In January 2014, Senator Rubio took up a set of modest but promising reforms to anti-poverty proposals that had also been outlined in NR. Senator John Thune of South Dakota ran with some ideas for fighting the long-term-unemployment crisis that Michael Strain of the American Enterprise Institute had popularized in those conservative publications: for example, a reform of the unemployment-benefit system designed to counteract the way it can sometimes discourage people from finding work.

Also in January, three Republican senators — Tom Coburn (Okla.), Orrin Hatch (Utah), and Richard Burr (N.C.) — proposed the strongest alternative to Obamacare to emerge from Congress so far. Like the RSC bill, the senators’ plan reworks the existing tax break for health insurance. Their version of reform would allow roughly as many people to get health insurance as Obamacare does, and maybe more people than Obamacare does. It does so, however, without Obamacare’s new taxes, reductions in freedom, threat of governmental rationing, and transformation of health insurers into public utilities. The plan is not perfect, but it is much better than Obamacare, and it does not put advocates of repeal in the position of having to strip health insurance from large numbers of people with nothing to replace it.

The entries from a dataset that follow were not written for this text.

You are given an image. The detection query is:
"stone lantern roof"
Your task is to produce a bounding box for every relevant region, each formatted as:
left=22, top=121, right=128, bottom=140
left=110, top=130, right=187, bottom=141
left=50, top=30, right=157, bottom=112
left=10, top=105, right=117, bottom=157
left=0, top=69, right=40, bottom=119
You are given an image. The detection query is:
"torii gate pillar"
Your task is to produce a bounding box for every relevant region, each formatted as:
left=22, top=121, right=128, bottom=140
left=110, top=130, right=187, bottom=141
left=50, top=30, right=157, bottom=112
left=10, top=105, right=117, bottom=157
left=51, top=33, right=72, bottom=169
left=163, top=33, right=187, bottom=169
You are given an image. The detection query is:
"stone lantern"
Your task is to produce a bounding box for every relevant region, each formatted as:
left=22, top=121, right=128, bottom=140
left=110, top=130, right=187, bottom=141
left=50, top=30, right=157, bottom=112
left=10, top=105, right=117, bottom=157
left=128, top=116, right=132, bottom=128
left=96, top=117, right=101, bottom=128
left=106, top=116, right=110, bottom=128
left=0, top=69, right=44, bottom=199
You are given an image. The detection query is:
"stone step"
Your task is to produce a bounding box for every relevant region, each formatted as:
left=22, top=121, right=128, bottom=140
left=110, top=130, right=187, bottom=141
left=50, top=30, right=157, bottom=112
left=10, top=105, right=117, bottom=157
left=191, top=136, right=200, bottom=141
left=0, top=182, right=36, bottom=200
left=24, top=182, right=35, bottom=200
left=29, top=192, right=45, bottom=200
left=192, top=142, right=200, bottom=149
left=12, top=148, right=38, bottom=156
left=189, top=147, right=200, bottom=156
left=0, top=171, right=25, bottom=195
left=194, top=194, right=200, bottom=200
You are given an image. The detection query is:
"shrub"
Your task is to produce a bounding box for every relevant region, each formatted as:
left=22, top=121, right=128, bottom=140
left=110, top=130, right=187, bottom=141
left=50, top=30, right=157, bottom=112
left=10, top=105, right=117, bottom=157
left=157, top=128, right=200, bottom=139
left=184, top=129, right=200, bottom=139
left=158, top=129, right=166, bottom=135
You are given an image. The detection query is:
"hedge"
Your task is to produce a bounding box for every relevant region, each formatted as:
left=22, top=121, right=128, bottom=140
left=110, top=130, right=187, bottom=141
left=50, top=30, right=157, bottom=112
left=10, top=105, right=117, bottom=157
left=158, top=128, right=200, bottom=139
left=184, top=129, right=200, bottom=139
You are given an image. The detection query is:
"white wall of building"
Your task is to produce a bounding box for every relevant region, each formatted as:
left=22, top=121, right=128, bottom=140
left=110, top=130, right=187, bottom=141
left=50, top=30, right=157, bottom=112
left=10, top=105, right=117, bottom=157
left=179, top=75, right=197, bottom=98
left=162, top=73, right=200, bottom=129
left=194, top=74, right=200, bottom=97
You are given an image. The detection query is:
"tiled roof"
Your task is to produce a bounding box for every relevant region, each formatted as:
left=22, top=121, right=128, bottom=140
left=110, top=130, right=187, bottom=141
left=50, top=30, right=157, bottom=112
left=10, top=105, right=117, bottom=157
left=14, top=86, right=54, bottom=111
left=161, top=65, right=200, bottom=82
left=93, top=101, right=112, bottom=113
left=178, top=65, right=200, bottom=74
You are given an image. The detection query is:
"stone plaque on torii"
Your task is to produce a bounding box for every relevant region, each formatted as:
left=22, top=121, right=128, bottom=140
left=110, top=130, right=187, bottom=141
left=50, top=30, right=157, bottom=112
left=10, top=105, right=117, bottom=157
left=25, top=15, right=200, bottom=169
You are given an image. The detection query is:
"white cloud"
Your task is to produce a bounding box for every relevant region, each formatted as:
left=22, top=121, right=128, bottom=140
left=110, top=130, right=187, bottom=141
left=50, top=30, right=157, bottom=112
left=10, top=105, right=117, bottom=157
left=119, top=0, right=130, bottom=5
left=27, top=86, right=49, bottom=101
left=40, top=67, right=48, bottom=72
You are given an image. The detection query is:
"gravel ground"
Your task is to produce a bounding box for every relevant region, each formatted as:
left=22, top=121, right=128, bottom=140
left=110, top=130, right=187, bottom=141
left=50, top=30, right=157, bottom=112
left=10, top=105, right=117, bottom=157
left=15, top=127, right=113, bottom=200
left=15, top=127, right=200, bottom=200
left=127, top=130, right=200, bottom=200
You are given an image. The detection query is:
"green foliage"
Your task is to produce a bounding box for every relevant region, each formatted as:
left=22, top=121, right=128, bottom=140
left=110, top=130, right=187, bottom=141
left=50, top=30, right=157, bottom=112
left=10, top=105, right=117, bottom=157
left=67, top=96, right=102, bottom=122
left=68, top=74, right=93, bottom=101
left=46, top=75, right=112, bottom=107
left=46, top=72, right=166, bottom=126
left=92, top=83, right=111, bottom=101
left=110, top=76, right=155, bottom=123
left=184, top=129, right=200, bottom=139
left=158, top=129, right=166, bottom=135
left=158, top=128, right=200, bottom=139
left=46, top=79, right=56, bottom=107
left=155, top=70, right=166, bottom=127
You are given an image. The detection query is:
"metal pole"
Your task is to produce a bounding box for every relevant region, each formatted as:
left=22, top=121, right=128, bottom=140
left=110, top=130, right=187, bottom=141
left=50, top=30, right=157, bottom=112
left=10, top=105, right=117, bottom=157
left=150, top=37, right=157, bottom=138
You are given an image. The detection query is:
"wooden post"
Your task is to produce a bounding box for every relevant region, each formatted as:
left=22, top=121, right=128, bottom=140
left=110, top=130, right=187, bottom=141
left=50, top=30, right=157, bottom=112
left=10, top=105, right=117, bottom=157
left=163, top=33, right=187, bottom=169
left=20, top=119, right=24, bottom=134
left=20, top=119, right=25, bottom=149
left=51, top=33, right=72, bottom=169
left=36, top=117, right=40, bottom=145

The new interest in conservative reforms to government suggests how the division among Republicans between tea partiers and the establishment might be transcended. There is no figure in Congress more associated with tea-party insurgency than Mike Lee, and no Republican has served longer in the Senate than his fellow Utahn Orrin Hatch. Yet both have contributed to the new spirit of reform among Republicans.

The public has long been sympathetic to conservative principles of small government and free markets. In recent years, though, Republicans have not done much to show the relevance of those principles to people’s lives. The promise of reform conservatism is that it will demonstrate that the principles are not just appealing in some abstract sense but can be made to work in practice.

Reform conservatism is making substantial political progress. But that progress is not yet complete. For it to go further, Republican presidential candidates will have to take it up. If enough congressional Republicans lead the way, they will follow.

— Ramesh Ponnuru is a senior editor of National Review.